The parcoord program written by John R. Gleason for Stata 4 (Gleason 1996) was a most valuable start for this program.

Vince Wiggins made very helpful comments. Ian S. Evans supplied the Andrienko reference. Scott Merryman found a bug. Garry Anderson provoked an update of the help.

Author

Nicholas J. Cox, Durham University, U.K. n.j.cox@durham.ac.uk

References

Andrienko, G. and N. Andrienko. 2005. Blending aggregation and selection: adapting parallel coordinates for the visualization of large datasets. Cartographic Journal 42: 49-60.

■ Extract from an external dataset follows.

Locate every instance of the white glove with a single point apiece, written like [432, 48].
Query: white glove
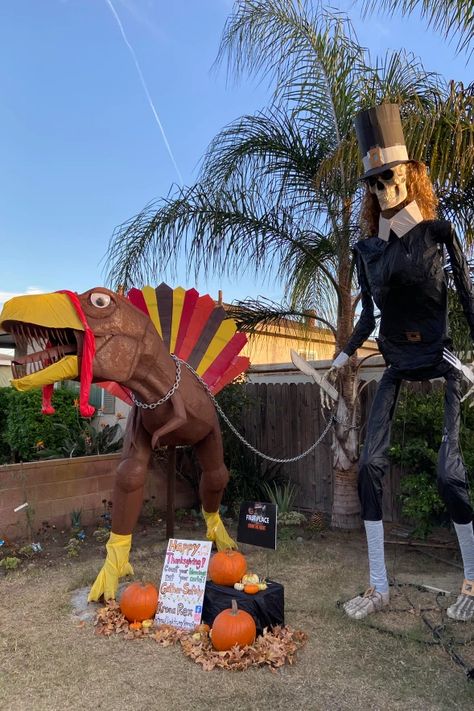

Cooke, R.M. and J.M. van Noortwijk. 2000. Graphical methods. In Santelli, A., K. Chan and E.M. Scott (eds) Sensitivity analysis. Chichester: John Wiley, 245-264.

Gleason, J.R. 1996. Graphing high-dimensional data using parallel coordinates. Stata Technical Bulletin 29: 10-14 (STB Reprints 5: 53-60).

Robbins, N.B. 2005. Creating More Effective Graphs. Hoboken, NJ: Wiley.

Wegman, E.J. 1990. Hyperdimensional data analysis using parallel coordinates. Journal, American Statistical Association 85: 664-675.